Tuesday, November 15, 2022

The State Of Viable Supersymmetry Parameter Spaces

There are still plenty of high energy physics theorists clinging to supersymmetry theories (a.k.a. SUSY), in part because many theorists believe that SUSY theories are necessarily the low energy approximations of all string theory vacua. In other words, if SUSY is falsified, so is string theory in the eyes of many theorists. An abstract of a report from a group of physicists trying to make the case for the continued viability of SUSY is below.

A few observations:

1. The new anomalous CDF W boson mass measurement is disfavored even in a SUSY context. Also, like most physicists advancing BSM theories, the analysis ignores the fact that the new CDF W boson mass measurement is far out of step with all of the prior W boson mass measurements around the world which also have to be explained by any theory. The only plausible explanation is that the anomalous CDF W boson mass recalculation is wrong.

A new global electroweak fit, likewise, confirms that the anomalous CDF W boson mass recalculation is completely inconsistent with all other data.

2. SUSY needs the muon g-2 anomaly to fit the data in any low energy parameter space. But, if the BMW calculations of the Standard Model value of muon g-2 and alternative calculations of the hadronic light by light contribution to muon g-2 are correct, as is increasingly appears to be the case, while the Theory Initiative "data driven" hybrid calculations of the Standard Model value of muon g-2 are wrong, then low energy SUSY simply can't be fit to the experimental data. This strongly suggests that SUSY is not "just around the corner" waiting to be discovered at a next generation higher energy particle collider.

3. Needless to say, there is no direct experimental evidence of any SUSY particles to date at the LHC or anywhere else which means that any SUSY particles have to have masses above the electroweak mass scale it was designed to address.

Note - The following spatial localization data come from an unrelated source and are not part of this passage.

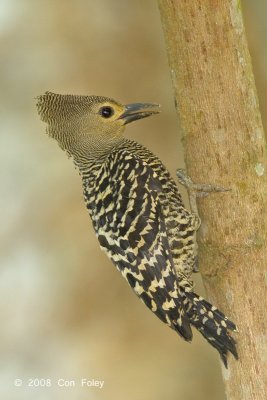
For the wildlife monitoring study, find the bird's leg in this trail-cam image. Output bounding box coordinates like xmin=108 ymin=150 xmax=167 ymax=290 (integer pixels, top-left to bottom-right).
xmin=176 ymin=169 xmax=230 ymax=273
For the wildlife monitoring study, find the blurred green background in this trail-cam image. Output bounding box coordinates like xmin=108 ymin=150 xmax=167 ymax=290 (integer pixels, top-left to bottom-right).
xmin=0 ymin=1 xmax=266 ymax=399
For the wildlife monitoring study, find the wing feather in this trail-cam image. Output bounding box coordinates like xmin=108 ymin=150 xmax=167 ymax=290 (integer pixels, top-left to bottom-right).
xmin=86 ymin=149 xmax=192 ymax=340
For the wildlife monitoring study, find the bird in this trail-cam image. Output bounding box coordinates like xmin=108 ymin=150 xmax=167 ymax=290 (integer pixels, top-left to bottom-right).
xmin=36 ymin=91 xmax=238 ymax=367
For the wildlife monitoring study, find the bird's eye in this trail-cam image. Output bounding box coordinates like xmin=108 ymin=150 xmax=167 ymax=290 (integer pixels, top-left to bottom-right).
xmin=99 ymin=106 xmax=114 ymax=118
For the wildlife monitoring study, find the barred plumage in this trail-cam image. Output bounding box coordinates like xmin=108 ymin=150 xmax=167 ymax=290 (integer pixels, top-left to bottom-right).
xmin=37 ymin=92 xmax=238 ymax=367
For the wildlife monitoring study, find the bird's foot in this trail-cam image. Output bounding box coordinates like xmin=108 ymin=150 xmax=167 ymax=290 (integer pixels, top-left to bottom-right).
xmin=176 ymin=168 xmax=230 ymax=215
xmin=192 ymin=255 xmax=200 ymax=273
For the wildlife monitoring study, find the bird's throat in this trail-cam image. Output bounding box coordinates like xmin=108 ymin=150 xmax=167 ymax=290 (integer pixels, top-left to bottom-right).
xmin=70 ymin=133 xmax=126 ymax=166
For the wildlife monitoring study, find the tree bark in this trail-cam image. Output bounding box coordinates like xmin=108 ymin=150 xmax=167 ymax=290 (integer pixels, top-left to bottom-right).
xmin=157 ymin=1 xmax=267 ymax=399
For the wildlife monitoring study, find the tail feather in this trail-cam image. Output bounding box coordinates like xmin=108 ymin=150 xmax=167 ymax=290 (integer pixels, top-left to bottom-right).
xmin=185 ymin=292 xmax=238 ymax=367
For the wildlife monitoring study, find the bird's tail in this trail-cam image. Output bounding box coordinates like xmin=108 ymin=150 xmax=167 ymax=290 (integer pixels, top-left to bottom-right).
xmin=185 ymin=291 xmax=238 ymax=367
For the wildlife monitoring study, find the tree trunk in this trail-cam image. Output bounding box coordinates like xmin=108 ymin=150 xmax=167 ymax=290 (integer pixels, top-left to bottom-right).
xmin=157 ymin=1 xmax=267 ymax=399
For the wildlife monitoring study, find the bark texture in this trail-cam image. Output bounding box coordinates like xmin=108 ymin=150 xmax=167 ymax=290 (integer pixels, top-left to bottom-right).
xmin=158 ymin=1 xmax=267 ymax=399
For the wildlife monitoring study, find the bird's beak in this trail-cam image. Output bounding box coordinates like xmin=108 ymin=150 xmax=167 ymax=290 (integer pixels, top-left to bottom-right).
xmin=119 ymin=103 xmax=160 ymax=125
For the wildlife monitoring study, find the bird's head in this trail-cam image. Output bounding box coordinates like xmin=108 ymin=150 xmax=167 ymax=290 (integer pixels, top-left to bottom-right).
xmin=36 ymin=92 xmax=160 ymax=159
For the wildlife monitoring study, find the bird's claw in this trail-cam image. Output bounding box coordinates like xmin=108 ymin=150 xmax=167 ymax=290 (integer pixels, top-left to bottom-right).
xmin=176 ymin=169 xmax=231 ymax=196
xmin=176 ymin=168 xmax=231 ymax=215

Direct exclusions of SUSY push its particles close to and beyond the TeV scale. No version of SUSY with parameters consistent with experimental constraints solves the hierarchy "problem" that it was original devised to address.

4. A thermal freeze out scenario for SUSY dark matter candidates can produce the right amount of dark matter inferred in the universe in a dark matter particle paradigm. 

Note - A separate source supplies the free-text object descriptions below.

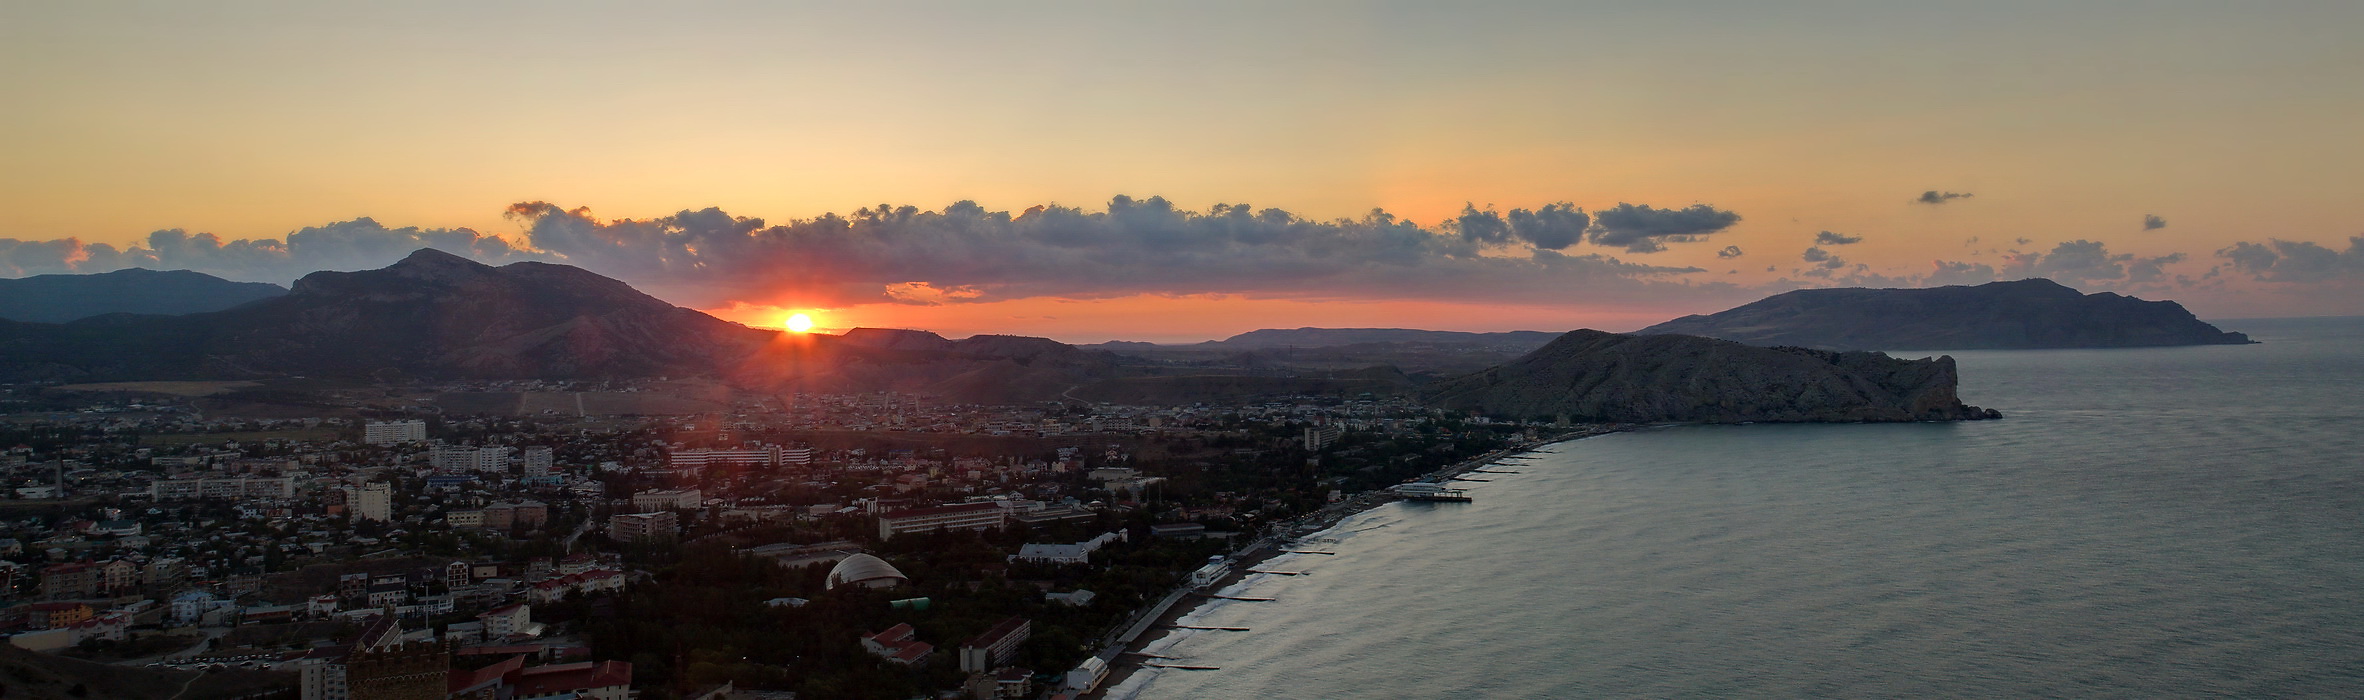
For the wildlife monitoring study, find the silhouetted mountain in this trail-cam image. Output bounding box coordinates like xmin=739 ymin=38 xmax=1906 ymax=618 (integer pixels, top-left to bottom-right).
xmin=1637 ymin=279 xmax=2251 ymax=350
xmin=0 ymin=249 xmax=773 ymax=381
xmin=1209 ymin=327 xmax=1559 ymax=349
xmin=1425 ymin=330 xmax=1998 ymax=423
xmin=0 ymin=268 xmax=285 ymax=322
xmin=837 ymin=328 xmax=956 ymax=352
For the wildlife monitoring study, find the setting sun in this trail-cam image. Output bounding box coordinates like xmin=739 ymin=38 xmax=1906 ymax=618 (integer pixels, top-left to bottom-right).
xmin=784 ymin=313 xmax=815 ymax=333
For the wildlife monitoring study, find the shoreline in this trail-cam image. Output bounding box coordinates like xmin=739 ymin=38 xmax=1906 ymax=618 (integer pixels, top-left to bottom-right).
xmin=1085 ymin=424 xmax=1629 ymax=698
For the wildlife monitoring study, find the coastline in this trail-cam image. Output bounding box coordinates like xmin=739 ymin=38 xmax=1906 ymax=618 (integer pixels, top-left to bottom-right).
xmin=1085 ymin=424 xmax=1628 ymax=698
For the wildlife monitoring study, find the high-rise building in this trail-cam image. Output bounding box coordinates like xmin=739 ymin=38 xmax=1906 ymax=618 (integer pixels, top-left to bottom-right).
xmin=362 ymin=420 xmax=427 ymax=446
xmin=521 ymin=447 xmax=553 ymax=477
xmin=357 ymin=482 xmax=393 ymax=522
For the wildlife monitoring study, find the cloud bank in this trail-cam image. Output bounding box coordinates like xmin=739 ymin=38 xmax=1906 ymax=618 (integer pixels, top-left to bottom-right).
xmin=1916 ymin=190 xmax=1974 ymax=204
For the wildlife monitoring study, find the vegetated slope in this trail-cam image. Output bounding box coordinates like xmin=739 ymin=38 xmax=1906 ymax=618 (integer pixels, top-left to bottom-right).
xmin=0 ymin=268 xmax=286 ymax=322
xmin=1424 ymin=330 xmax=1999 ymax=423
xmin=1637 ymin=278 xmax=2251 ymax=350
xmin=0 ymin=249 xmax=775 ymax=382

But the authors conveniently ignore that direct dark matter detection tests that basically rule out a lightest neutralino dark matter candidate, because the cross-sections of interaction with ordinary matter are weaker than they should be in a SUSY theory. The cross-section of interaction of the lightest neutralino can be calculated precisely from theory in SUSY theories and should be comparable to the cross-section of interaction of ordinary neutrinos. The direct dark matter detection experiments place constraints on the cross-section of interaction which are many orders of magnitude smaller over a very large mass range. 

Other constraints disfavor heavy thermal freeze out SUSY WIMP dark matter particle candidates, which would, among other things, lead to more galaxy scale structure in the universe than we observe.
This is a brief overview on the low energy supersymmetry in light of current experiments including the LHC searches, the dark matter (DM) detections, the muon g-2 and the CDF II measurement of the W-boson mass. We focus on the minimal framework of supersymmetry, namely the minimal supersymmetric model (MSSM), and obtain the following conclusions: (i) The MSSM can survive all current experiments, albeit suffering from the little hierarchy problem due to the heavy stops pushed up by the LHC searches; (ii) The DM relic density can be readily achieved by the thermal freeze-out of the lightest neutralino and the null results of DM direct detections are typically driving the parameter space to the bino-like lightest neutralino region; (iii) The muon g-2 anomaly reported by FNAL and BNL can be explained at 2-sigma level, which indicates light sleptons and electroweakinos possibly accessible at the HL-LHC; (iv) The CDF II measurement of the W-boson mass can be marginally explained, but requires light stops near TeV which may soon be covered by the LHC searches.
Jin Min Yang, Pengxuan Zhu, Rui Zhu, "A brief survey of low energy supersymmetry under current experiments" arXiv:2211.06686 (November 12, 2022) (Proceedings of the LHCP 2022 conference).


neo said...

what do you think is the most likely BSM particles with in the next 20 years

andrew said...


A spin-2, zero rest mass, graviton that couples proportionately to mass-energy with a coupling constant strength that is a function of Newton's constant.

neo said...

how will this be verified before 2040

andrew said...

There are a variety of proposed observational ways to identify quantum gravity which would imply a graviton mostly via premature decoherence of other otherwise quantum character interactions in stronger gravitational fields.